Reversing roles of servant, served
By Jan Stuart
Friday, Oct. 30, 2009
There is a funny gag in the Neil Simon spoof "Murder by Death" in which Elsa Lanchester's character is introduced trundling an ancient woman in a wheelchair. We are meant to infer that the coddled dowager is a genteel Englishwoman of some means and that Lanchester is her caretaker-for-hire, only to discover that it's the other way around: The fragile lady being pushed in the chair is Lanchester's devoted nurse.
The scene springs to mind during Sebastin Silva's winning new film, "The Maid," which finds the matriarch of a bourgeois Chilean household happily doing the dishes for her live-in servant and is later called upon to come to her rescue when the maid passes out while serving breakfast to her employers.
It should be said upfront that "The Maid" is neither a comedy in the conventional sense nor are we witnessing a simple case of role reversal. The relationship between Raquel, the maid, and the family she caters to six days a week is far more nuanced.
Dour, frumpish, beset by migraines, Raquel (Catalina Saavedra, giving a bravely alienating performance) has been in the employ of Mundo (Alejandro Goic) and his nurturing wife, Pilar (a warmly sympathetic Claudia Celedn), for more than 20 years. It is long enough for Raquel to have developed a familial intimacy with the couple and their four kids, whom she has essentially raised. The bond has grown strong enough, moreover, that Pilar and Mundo are able to rationalize away her chronic mopiness and professional lapses.
Those transgressions begin to escalate in the weeks after Raquel's 41st birthday, when, after the family fetes her with cake and presents, Pilar announces she is hiring a second hand to help her overburdened maid. The arrival of an eager-beaver teenager from Peru amplifies Raquel's awareness of her advancing years and tilts the balance of the rapport she has forged with the kids, particularly the eldest boy, Lucas, and his teenage sister, Camilla.

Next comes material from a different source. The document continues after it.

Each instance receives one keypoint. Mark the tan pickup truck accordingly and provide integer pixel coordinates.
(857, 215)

"The Maid" underscores the shifting interplay of roles in South American countries where volatile economies are triggering a blurring of class lines. The film also reflects a more subtle appreciation of its protagonists than is usually found in telenovelas, which often reinforce the dirty-joke notion of the maid as a homewrecker temptress steeped in domestic intrigue.
The only entanglements Raquel works up with the menfolk are a conspiratorial concealment of Mundo's golfing excursions and a crush she harbors for Lucas. Lucas and Camilla's coming-of-age sadly points up the static nature of Raquel's emotional maturity. Foisted into the workplace while still a teenager, she's still something of an adolescent herself, clinging to her Winnie-the-Pooh pajamas, undermining Pilar's successive second maids and harassing Camilla in the fight to maintain her unofficial ranking as Pilar and Mundo's surrogate other daughter.
"The Maid's" discomfortingly funny first half flirts with the unease of a Claude Chabrol suspense film, as Raquel resorts to mortifying stratagems to wipe out the competition. Both the film and its sullen protagonist effect a change in tone with the late incursion of new maid Lucy, a bespectacled, bighearted gal who offers Raquel something no one else had the courage to impose: unqualified friendship and an equal place at the table. As played by the captivating Mariana Loyola, Lucy is a life force, cut from similar cloth as the perky schoolteacher of Mike Leigh's "Happy-Go-Lucky": unsinkable, unswervable and more than a little irreverent.
The screenplay (which the director co-wrote with ex-boyfriend Pedro Peirano) weaves in character details with artful sparingness, furtively dropping in essential bits of information and daring to leave a few question marks dangling. A deserved prizewinner at Sundance, Saavedra seems to age 25 years and then drop 35 in the space of an hour and a half. Her Raquel gives us pause to contemplate how any of us would fare if a camera caught us at our lowest, running out of gas and stopping at nothing to defend our little corner of the planet.
Stuart is a freelance reviewer.
Unrated. At Landmark's E Street Cinema. Contains sexual content, nudity and language. In Spanish with English subtitles. 94 minutes.